The honest reading is more mixed. On Kimi Code Bench v2, GPT-5.5 (69.0) and Claude Opus 4.8 (67.4) still sit clearly ahead. On Program Bench the gap is wider, with GPT-5.5 at 69.1 against K2.7-Code's 53.6. On MLS Bench Lite, Claude Opus 4.8 leads the field at 42.8 while K2.7-Code manages 35.1. A few of these benchmarks are also Moonshot's own (Kimi Code Bench, Kimi Claw 24/7 Bench), which is worth keeping in mind when a model is evaluated partly on tests authored by the team that built it. The fair summary is that K2.7-Code closes much of the distance to the frontier on coding and pulls ahead on a couple of agentic tool-use measures, without claiming the top spot outright.

Running it

This is an open-weights release under a Modified MIT License, with the weights on Hugging Face at roughly 1.1T parameters in BF16, F32, and I32 tensor types. Moonshot ships a native INT4 quantization, the same method used in Kimi-K2-Thinking, which is the realistic path for anyone hoping to serve a trillion-parameter model without a data center's worth of accelerators.

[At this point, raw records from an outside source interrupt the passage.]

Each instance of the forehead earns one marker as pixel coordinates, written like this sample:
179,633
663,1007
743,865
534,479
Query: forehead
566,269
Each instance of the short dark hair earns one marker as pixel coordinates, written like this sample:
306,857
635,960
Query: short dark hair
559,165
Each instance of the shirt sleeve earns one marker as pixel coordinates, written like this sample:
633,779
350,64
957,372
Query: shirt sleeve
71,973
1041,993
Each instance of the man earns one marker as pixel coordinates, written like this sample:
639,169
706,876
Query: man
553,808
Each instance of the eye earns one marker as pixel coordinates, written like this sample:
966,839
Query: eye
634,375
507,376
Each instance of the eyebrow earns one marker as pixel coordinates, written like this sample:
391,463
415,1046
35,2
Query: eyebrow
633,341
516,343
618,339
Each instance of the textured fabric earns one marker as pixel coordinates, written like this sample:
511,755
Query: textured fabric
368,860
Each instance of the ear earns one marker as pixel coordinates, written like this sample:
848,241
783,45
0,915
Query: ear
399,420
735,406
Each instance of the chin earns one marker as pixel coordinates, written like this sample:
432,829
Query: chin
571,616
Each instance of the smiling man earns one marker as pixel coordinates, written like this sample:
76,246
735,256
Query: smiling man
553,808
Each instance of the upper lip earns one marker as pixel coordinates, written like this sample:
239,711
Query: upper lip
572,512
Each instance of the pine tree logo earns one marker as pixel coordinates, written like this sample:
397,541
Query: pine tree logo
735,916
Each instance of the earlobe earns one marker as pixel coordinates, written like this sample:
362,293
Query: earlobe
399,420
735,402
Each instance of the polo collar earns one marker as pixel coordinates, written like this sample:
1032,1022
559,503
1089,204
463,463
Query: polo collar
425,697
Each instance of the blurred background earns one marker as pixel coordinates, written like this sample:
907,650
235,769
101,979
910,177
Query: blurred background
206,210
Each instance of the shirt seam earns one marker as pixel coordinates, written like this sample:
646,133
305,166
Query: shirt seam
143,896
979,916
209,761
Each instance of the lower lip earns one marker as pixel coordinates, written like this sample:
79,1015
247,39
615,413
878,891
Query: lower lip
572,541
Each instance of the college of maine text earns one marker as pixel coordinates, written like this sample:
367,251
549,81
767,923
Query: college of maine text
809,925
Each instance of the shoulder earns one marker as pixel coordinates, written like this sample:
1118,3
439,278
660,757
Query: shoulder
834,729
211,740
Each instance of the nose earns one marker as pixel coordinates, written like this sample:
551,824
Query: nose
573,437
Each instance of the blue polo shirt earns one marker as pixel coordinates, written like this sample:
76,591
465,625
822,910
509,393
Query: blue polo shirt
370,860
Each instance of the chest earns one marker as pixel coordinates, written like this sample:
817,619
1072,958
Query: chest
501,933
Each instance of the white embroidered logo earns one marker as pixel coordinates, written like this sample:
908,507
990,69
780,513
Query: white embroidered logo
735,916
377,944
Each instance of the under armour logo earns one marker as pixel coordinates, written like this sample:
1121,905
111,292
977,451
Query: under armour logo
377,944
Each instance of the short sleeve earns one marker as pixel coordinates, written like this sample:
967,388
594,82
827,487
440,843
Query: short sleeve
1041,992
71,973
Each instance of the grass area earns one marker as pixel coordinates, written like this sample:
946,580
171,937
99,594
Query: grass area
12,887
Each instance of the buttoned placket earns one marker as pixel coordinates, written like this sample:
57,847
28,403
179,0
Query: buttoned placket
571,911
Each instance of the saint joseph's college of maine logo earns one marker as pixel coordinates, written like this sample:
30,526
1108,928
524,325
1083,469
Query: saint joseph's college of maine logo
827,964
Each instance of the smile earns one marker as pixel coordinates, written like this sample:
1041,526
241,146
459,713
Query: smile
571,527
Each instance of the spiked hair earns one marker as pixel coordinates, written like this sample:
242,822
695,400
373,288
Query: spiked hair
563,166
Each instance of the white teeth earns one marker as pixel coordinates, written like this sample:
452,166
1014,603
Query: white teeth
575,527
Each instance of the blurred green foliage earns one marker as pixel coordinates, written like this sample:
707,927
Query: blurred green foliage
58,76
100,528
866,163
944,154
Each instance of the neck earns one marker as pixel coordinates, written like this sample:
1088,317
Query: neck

Because K2.7-Code shares its architecture with Kimi K2.5 and K2.6, existing deployment setups carry over. The recommended inference engines are vLLM, SGLang, and KTransformers, with a transformers requirement of >=4.57.1 and <5.0.0. For teams that would rather not host it, Moonshot offers a hosted API on its platform with OpenAI- and Anthropic-compatible endpoints, which lowers the switching cost for anyone already wired into those SDKs. Recommended sampling for thinking mode is a temperature of 1.0 and top_p of 0.95, and instant (non-thinking) mode is not offered.

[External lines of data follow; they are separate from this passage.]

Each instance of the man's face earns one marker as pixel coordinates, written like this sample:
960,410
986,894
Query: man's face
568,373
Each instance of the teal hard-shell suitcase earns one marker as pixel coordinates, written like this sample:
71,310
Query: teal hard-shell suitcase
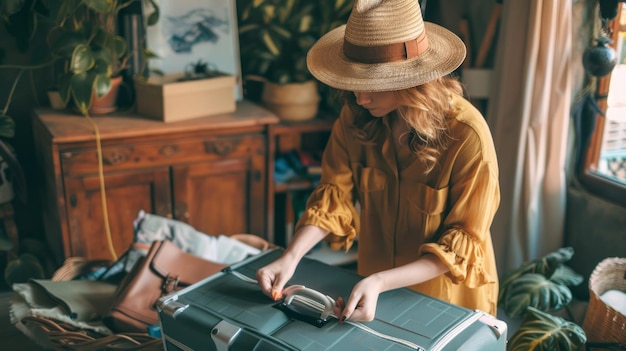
228,311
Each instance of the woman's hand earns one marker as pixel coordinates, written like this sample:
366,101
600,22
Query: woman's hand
273,277
361,306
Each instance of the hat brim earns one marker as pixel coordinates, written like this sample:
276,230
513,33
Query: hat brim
329,65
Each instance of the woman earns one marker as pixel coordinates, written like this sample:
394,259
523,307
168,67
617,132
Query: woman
416,156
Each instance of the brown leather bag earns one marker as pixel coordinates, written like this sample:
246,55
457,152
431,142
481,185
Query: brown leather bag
163,270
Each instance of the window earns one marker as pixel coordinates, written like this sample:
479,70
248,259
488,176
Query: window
605,161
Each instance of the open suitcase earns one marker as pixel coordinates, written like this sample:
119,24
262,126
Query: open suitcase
228,311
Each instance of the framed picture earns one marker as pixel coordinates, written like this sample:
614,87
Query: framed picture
190,31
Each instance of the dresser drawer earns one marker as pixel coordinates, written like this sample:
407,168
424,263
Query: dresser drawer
166,152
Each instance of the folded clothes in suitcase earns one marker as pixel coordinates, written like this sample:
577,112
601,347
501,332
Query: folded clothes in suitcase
228,311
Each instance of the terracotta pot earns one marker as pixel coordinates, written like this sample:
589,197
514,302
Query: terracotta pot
292,102
107,103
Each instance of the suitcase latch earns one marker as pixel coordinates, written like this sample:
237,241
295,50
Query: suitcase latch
170,284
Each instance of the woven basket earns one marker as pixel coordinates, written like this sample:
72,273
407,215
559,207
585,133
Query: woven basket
603,324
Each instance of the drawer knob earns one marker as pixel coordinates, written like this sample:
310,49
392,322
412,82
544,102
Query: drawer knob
169,150
220,147
115,157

Moonshot recommends pairing the model with its own Kimi Code CLI as the agent framework, which tells you where the company expects this to be used: inside a coding agent loop, not a chat window.

Why it matters

The interesting story here is not a single benchmark number, it is the direction of the open-weights coding field. A trillion-parameter MoE model with a 256K context, forced persistent reasoning, and native INT4 quantization, released under a permissive license, is a credible alternative to closed frontier APIs for teams that want to run their coding agents on infrastructure they control. The token-efficiency gain matters more than it sounds, because long-horizon agents fail and overspend in the same place: they think too much and lose track of what they already decided. Cutting reasoning tokens by 30% while improving task completion attacks both problems at once.

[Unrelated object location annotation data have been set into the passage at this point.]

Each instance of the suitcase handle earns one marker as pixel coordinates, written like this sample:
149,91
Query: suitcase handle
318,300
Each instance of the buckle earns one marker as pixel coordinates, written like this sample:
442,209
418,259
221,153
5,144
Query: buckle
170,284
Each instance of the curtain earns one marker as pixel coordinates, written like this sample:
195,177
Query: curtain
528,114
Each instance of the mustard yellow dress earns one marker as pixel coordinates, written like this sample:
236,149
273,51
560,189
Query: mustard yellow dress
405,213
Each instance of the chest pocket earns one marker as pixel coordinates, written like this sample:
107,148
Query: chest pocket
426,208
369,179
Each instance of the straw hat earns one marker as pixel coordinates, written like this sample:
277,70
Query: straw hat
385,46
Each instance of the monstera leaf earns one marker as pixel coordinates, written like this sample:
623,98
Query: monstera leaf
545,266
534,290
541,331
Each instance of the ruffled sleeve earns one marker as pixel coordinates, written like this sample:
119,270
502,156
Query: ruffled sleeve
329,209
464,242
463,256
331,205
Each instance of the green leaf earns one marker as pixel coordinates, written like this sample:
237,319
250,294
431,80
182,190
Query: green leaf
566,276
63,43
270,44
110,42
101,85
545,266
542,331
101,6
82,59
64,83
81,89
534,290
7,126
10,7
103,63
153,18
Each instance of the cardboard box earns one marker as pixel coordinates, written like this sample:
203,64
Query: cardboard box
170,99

Whether K2.7-Code earns a place in real engineering workflows will come down to behavior on private codebases rather than published tests. But Moonshot has put out a model that is specific about what it is for, transparent about where it still trails GPT-5.5 and Claude Opus 4.8, and open enough to actually evaluate. That combination is rarer than another record-breaking score, and it gives the rest of the field something concrete to measure against.